I'm experiencing terribly slow performance when eliminating small polygons within a file geodatabase feature class using the Eliminate tool. This is particularly noticeable when running the tool on larger datasets. For example, in one Eliminate process I'm trying to eliminate 4,784 polygon features of 2,824,226 and this tool is still running after 8 days on a newer Razer gaming laptop running Pro 2.6.3 (image provided). The tool message remains at Processing Tiles and that process has repeatedly hit 100% but then jumps back down again. In a second Eliminate on a high end HP ZBook G5 with 128 GB RAM running Pro 2.4.2, trying to eliminate 90,664 of 764,904 polygons is still ongoing after about 20 hours. In another example using 2.4.2, I eventually ended the process using task manager after about 5 days and tried a FME Desktop workflow (with mixed results using the AreaGapAndOverlapCleaner transformer).
I've also noticed that if/when Eliminate does complete, it doesn't actually eliminate all the selected features. I've had to run Eliminate multiple times to actually complete what I'm interested in eliminating (e.g. eliminate all polys < 5000m2).
Eliminate is one of the most computationally intensive process you can undertake.
Its raster equivalent is much faster. Since you suggest you are doing this regularly, how is the data getting into this state in the first place? Are you using topology at all?
Hello....there are multiple reasons why some of our datasets have small polys. For example, updating provincial scale forest inventories of various temporal vintages with historic harvest/natural disturbances, admin boundaries, etc.....or creating polygons from multiple rasters after they've been combined. I do use topology; however, don't believe setting tolerances there would work when trying to eliminate areas under 0.5 ha. I have used Lookup as the raster equivalent of Dissolve but am not familiar with the raster equivalent of Eliminate. What would that be?

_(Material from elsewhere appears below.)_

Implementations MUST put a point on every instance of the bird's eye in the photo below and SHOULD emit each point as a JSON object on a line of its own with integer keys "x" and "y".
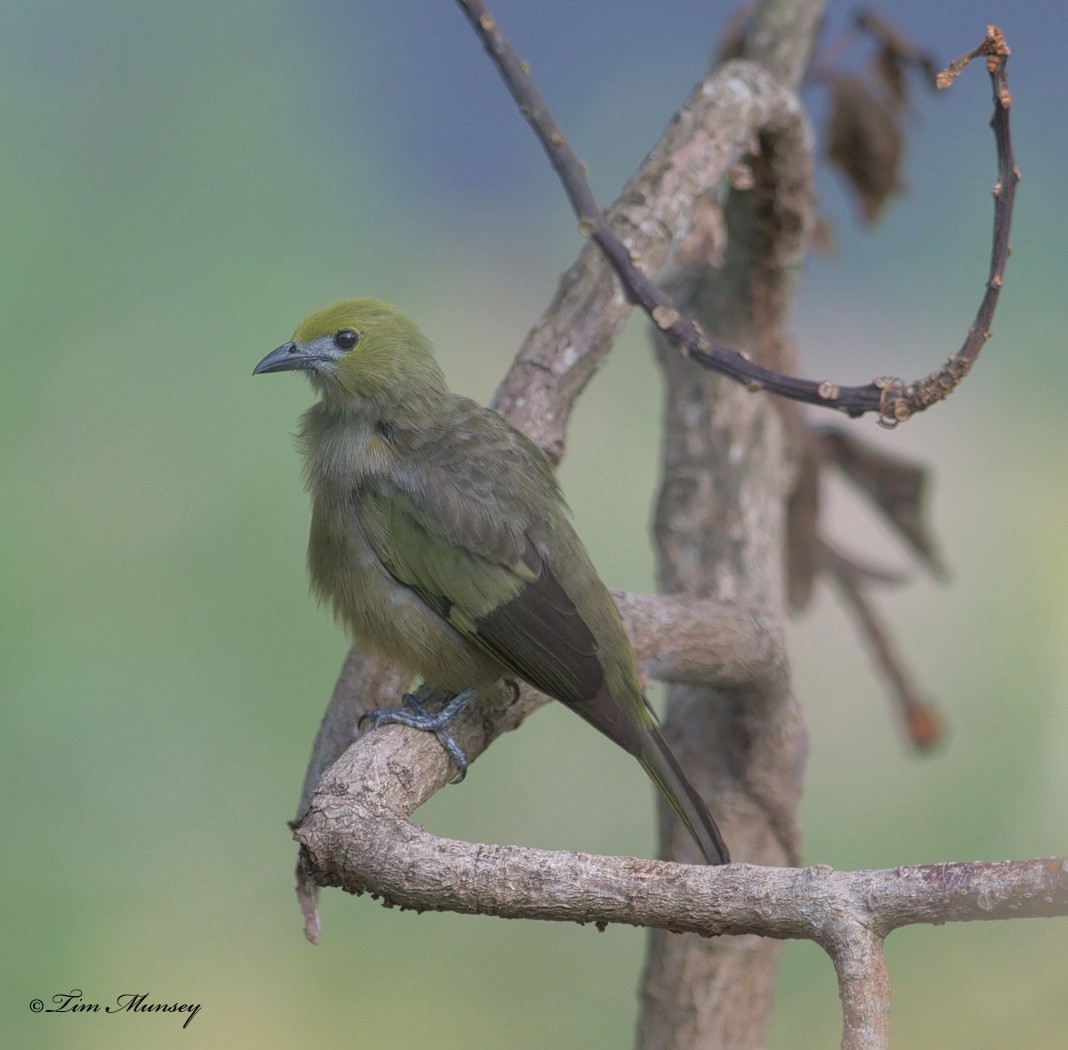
{"x": 346, "y": 339}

As for performance, I can appreciate the computational intensity but think waiting days (8 days and counting) for a process to complete on high end hardware is unreasonable. It would be nice if Eliminate could utilize cartographic partitions or something similar to improve performance.
I'm reluctant to start clipping datasets and running Eliminate on these smaller subsets; however, may end up doing so. I'm also going to explore the equivalent command in QGIS.
It may not be appropriate if you have to convert back to vector...
but for integer raster data, it entails using RegionGroup to create individual zones from the inputs, then query for all the areas less than your threshold size, using SetNull to make those areas nodata, then Nibble to fill in the nodata areas with the values that bound the nodata zones (essentially filling in the gaps).
Following up on this posting, I'm grateful that Esri Support Services reached out to me regarding the challenges I was having. As a result of that process, the following enhancements and bug were logged:
ENH-000137016 - Create a Pairwise Eliminate Equivalent Tool, or Expose Eliminate to the Parallel Processing Factor
ENH-000137019 – Create a Pairwise Symmetrical Difference Tool
BUG-000137018 - [Data-Specific] The Eliminate Geoprocessing Tool Doesn't Eliminate All Qualifying Features on an Initial Pass; Requires Multiple Passes to Fully Eliminate All Features
Shout-out to Bradley at Esri for reaching out to me about this and following through on this with the Product Team.
So, is the Eliminate tool basically useless on large datasets? I'm trying to eliminate 13,000 polygons of less than half an acre out of a 334,000 polygon dataset. The tool ran for hours and had the same performance as noted above - continually cycling to 100% and then starting over....I let it run over the weekend, and find that Pro crashed sometime over the weekend.
Nice to know Esri has documented bugs, but why is this tool available if it seems not to work?